"He acts like he's got everything."
"Which he has."
"Apart from money," said Cade with relish. "His father is dirt poor."
"Yes," said Ashley, quietly. "Dirt poor."
"Not that there's anything wrong with that," Cade added with tactless haste. "I didn't mean to say... I mean, money isn't... you know..."
"Isn't everything? I often wonder about that." Ashley spoke clearly and coolly, as he always did when angry, which was often. Anger fed him and clothed him and he owed it much. Cade's clumsiness had pricked him hard, but he used the rage to let his mind fly. "Shall we formulate it this way? Money is to Everything as an Airplane is to Australia. The airplane isn't Australia, but it remains the only practical way we know of reaching it. So perhaps, metonymically, the airplane is Australia after all."
***
"Mind you," Rufus Cade rumbled to himself, leaning back in his armchair as the door closed, "you're an arsehole too, Ashley Bastard-Garland. Let's face it, we're all arseholes. Ow!" He had burnt his bottom lip on the last thin quarter-inch of joint. "All arseholes, except Ned fucking Maddstone. Which makes him," he reasoned to himself, "the biggest arsehole of all."
***
"Very few parents come to Speech Day," I had written to her. "You'll find it a bore."
What I had meant was "You dare turn up and disgrace me in a bright print dress, cheap scent, and a loathsome hat and I shall disown you."
I daresay Mother read all that between the lines, because mothers do, and I daresay that I had meant her to, because sons do.
***
Oliver's first instinct, almost before the name and address were out of Ned's mouth, had been to undertake immediate terminal action, but he discarded any such thoughts now.
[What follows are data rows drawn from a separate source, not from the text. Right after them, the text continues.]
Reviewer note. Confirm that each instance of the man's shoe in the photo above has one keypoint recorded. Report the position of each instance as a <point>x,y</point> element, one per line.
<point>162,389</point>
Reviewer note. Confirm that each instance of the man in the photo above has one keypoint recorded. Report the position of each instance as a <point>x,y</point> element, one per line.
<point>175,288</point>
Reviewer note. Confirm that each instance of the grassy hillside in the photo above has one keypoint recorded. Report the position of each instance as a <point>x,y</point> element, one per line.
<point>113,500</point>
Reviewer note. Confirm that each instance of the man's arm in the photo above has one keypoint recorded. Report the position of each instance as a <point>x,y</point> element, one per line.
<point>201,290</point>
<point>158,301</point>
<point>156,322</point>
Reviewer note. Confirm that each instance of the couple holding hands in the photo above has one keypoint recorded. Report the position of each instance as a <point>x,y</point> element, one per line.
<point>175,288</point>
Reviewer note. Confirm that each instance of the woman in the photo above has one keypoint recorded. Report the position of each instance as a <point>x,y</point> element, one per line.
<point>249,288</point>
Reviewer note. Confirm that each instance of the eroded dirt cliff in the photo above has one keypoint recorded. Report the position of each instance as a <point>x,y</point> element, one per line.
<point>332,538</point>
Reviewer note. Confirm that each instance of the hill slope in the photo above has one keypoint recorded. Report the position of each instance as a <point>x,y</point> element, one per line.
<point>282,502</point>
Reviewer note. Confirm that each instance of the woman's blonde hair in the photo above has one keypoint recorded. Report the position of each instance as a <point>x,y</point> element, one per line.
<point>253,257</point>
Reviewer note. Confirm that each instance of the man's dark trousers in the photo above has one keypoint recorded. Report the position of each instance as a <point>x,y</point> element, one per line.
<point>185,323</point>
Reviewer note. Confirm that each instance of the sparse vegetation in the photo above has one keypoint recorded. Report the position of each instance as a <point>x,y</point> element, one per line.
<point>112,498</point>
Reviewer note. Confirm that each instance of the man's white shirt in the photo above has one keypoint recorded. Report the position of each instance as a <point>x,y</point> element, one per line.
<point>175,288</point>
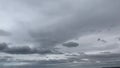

In his world, whatever the contrary assumptions of newspapers and writers of fiction, death was always a very final resort-so final, indeed, as to be almost beyond consideration. This was less a question of scruples than of options. An enemy might one day be turned into a friend and a friend into an enemy, a lie might be made true and a truth rendered false, but the dead could never, not ever, be transformed into the living. Flexibility was everything.
***
"You think I have more than most people dream of? What other people dream of doesn't matter. I always had less than I ever dreamt of."
***
"We're conquering time, do you see, Ned?" Babe called him by his real name now, when they were beyond the ears of the staff. "What do all people in the real world, the world outside this wicked island, regard as the most precious commodity known to them? Time. Time, the old enemy, they call it. What do you hear again and again? 'If only I had more time.' 'Had we but world enough and time.' 'There's never enough time.' 'I never had the time to learn music, to enjoy life, to find out the names of the stars in the sky, the plants of the earth, the birds of the air.' 'I never had time to teach myself Italian.' 'There's no time to think.' 'How can I possibly find the time to do that?' 'I never found the time to tell her how much I loved her.'
"And all we have, you and I, is that very thing, time, and if we look on this as the most magnificent gift afforded to mankind, then we can see that in this place we are one with Augustine in his cell and Montaigne in his tower. We are the chosen, the privileged. We have what the richest man on earth most covets and can never buy. We have what Henri Bergson saw as God's chief instrument of torture and madness. Time. Oceans of time in which to be and to become."